We're settled in Giraffe 3022 with Summer now. She was still pretty groggy and cranky when they first brought her down to the room, but is doing much better now. She's cuddling with Jason in the rocking chair, watching Toy Story 3.
Dr Browd said the surgery went well. It took about an hour, and everything went just as planned. She has a small incision on her belly. They shaved the side of her head completely and re-opened about 1/3 of the length of the previous incisions. She has tiny punctures all down her chest that must have been to help guide the tube or lift the skin, but nothing else requiring stitches. There's a little puffiness around her eyes, but the swelling is nothing compared to her last surgeries.
The shunt itself is actually pretty big - much larger than the Ommaya. Prior to today, I didn't realize there would be any sort of device implanted. I had just pictured one big tube connecting to the catheter and running down into her abdomen. In reality, the shunt looks something like this. I'm not sure if that's the exact one she has, but the specs are similar. It is about as thick as your thumb, according to the neurosurgery resident we saw before the surgery, and has five flow-level settings.

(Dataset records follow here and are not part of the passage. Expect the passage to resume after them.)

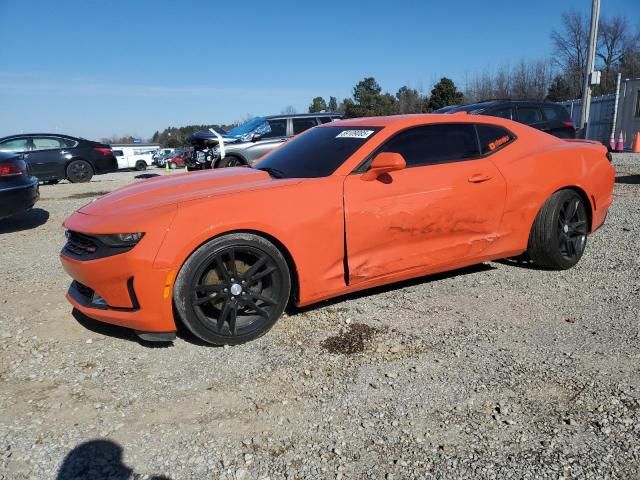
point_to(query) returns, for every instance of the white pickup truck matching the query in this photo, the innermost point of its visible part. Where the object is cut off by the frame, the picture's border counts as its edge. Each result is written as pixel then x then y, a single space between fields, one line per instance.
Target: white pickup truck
pixel 138 156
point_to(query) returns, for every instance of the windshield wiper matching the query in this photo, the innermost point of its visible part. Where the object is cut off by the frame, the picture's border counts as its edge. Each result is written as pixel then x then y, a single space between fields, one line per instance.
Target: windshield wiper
pixel 274 172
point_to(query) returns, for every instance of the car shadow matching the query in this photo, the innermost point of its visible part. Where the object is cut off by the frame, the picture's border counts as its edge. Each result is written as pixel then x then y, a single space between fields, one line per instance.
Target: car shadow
pixel 98 459
pixel 147 175
pixel 628 179
pixel 115 331
pixel 28 220
pixel 482 267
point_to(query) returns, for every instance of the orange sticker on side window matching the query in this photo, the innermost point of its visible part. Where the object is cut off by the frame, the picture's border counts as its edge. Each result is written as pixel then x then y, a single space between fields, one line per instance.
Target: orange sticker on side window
pixel 496 143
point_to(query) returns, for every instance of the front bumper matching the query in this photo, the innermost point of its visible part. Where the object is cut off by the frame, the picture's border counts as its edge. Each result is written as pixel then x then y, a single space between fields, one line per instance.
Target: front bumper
pixel 122 291
pixel 18 198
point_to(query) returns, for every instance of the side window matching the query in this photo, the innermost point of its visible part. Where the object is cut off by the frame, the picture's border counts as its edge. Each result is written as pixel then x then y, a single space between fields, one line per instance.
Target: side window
pixel 435 144
pixel 529 115
pixel 502 113
pixel 492 137
pixel 278 128
pixel 14 145
pixel 302 124
pixel 47 143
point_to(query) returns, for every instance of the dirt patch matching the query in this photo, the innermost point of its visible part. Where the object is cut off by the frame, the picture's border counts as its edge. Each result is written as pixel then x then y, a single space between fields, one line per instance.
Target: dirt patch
pixel 88 194
pixel 354 340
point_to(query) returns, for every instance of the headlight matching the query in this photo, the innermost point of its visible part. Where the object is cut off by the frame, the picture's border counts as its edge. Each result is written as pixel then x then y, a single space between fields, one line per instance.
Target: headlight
pixel 120 239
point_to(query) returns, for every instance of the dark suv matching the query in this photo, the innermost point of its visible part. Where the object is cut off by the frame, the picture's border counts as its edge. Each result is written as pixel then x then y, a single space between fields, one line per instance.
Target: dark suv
pixel 548 117
pixel 53 157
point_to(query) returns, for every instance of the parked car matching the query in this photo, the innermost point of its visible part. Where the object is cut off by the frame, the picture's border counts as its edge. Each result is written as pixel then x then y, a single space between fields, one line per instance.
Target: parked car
pixel 179 158
pixel 342 207
pixel 248 142
pixel 161 152
pixel 134 155
pixel 53 157
pixel 18 188
pixel 546 116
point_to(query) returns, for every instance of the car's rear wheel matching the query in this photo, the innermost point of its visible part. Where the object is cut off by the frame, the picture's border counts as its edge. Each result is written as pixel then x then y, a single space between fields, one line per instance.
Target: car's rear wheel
pixel 559 234
pixel 230 161
pixel 141 165
pixel 79 171
pixel 232 289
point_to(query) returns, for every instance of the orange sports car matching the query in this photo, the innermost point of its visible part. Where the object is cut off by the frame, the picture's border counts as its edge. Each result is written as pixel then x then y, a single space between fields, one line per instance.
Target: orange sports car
pixel 342 207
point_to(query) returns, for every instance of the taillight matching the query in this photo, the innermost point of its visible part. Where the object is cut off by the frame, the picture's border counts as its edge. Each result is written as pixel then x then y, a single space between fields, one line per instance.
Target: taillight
pixel 10 170
pixel 104 150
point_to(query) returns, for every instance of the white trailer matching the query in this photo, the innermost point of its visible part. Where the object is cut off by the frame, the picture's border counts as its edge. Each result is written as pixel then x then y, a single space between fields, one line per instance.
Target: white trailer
pixel 134 155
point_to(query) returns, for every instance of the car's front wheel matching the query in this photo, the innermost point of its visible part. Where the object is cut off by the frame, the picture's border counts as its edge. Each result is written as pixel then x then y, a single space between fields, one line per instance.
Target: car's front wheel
pixel 232 289
pixel 559 234
pixel 79 171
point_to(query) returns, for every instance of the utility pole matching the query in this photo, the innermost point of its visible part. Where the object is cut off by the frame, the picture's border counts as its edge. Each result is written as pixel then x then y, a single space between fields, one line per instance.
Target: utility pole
pixel 591 57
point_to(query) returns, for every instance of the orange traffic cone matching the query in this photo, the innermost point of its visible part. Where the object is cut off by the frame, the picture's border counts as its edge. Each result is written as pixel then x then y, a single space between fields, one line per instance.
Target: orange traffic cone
pixel 636 143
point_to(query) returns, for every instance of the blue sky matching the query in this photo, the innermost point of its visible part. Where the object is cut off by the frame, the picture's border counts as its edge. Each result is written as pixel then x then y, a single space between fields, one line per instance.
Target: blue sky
pixel 98 68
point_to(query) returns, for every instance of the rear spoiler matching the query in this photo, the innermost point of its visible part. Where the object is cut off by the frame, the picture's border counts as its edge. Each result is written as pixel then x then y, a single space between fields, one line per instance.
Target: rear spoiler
pixel 582 140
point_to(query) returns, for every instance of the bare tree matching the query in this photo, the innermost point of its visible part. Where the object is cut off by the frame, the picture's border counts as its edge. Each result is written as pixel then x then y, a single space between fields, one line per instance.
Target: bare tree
pixel 615 40
pixel 528 79
pixel 570 49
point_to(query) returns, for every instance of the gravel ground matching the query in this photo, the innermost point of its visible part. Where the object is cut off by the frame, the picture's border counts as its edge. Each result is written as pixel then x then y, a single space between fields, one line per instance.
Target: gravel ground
pixel 496 371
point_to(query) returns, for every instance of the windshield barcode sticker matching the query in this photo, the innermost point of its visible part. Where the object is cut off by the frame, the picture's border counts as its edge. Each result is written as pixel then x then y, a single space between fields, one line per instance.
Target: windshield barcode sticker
pixel 355 134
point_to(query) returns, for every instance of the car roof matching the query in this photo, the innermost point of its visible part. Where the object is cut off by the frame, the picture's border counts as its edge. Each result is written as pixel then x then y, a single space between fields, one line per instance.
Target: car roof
pixel 306 115
pixel 402 121
pixel 43 135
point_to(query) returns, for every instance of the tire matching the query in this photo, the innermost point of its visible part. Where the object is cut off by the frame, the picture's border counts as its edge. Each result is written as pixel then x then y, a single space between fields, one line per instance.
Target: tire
pixel 232 289
pixel 141 165
pixel 231 161
pixel 79 171
pixel 559 234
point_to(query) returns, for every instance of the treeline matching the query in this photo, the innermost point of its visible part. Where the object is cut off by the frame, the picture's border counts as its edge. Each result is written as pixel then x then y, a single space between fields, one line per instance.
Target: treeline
pixel 562 77
pixel 555 79
pixel 558 78
pixel 369 100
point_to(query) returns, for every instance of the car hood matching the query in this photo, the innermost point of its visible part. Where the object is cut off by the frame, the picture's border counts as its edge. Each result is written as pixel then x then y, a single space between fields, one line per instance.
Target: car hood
pixel 181 187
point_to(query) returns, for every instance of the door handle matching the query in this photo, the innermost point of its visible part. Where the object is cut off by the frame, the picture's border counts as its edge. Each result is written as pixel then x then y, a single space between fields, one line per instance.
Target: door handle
pixel 479 178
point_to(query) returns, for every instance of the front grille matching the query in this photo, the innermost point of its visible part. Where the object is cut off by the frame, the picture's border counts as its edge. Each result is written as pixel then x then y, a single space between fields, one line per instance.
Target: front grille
pixel 84 290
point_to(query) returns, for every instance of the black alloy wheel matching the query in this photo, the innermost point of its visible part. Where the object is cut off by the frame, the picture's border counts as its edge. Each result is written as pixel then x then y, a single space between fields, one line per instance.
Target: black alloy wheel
pixel 572 228
pixel 559 234
pixel 232 289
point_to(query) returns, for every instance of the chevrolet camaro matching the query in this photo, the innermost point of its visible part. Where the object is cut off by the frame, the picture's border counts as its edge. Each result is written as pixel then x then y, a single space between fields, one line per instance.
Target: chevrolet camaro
pixel 342 207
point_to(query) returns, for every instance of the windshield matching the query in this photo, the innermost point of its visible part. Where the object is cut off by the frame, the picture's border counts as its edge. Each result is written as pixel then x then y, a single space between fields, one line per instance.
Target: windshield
pixel 316 153
pixel 255 125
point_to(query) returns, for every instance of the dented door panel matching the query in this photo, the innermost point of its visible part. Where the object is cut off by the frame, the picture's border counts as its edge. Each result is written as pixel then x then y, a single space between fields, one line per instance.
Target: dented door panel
pixel 422 217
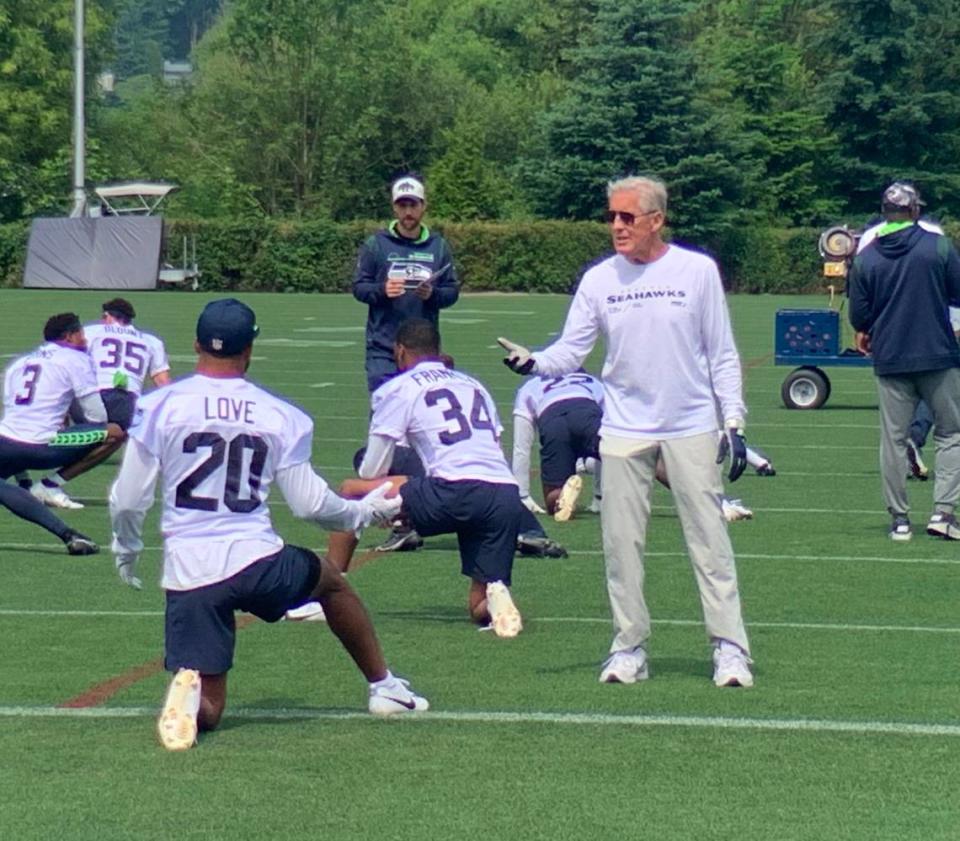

As you can imagine, that leaves a good-sized lump on the side of her head. It's currently hidden by a bandage, so I'm not sure what it actually looks like, but hopefully it won't be too noticeable once her hair grows back.
Dr Browd could tell the cyst was putting some pressure on the Ommaya because of the rate of fluid production. The shunt is currently set at 1 (the settings range from .5 to 2.5), which will drain the cyst at a slower pace. They'll probably do a set of CT scans tomorrow to see how it's progressing and again in about two weeks. They can always adjust it as needed using a magnet, and they'll actually have to re-program it after every MRI going forward.
The catch with this shunt is that we'll never be able to tell whether the radiation has stopped the cyst from refilling or if the shunt is just continuing to do its job and drain the cyst. Of course, if after radiation the cyst continues to refill we know that both radiation and the shunt have failed. It is a relatively temporary solution as shunts have a 40% failure rate within two years. The hope is that the shunt will get us through radiation, the radiation will work and if/when the shunt does fail in the future, it won't matter because the cyst isn't refilling anyway.
As of right now, the plan is still to head home tomorrow.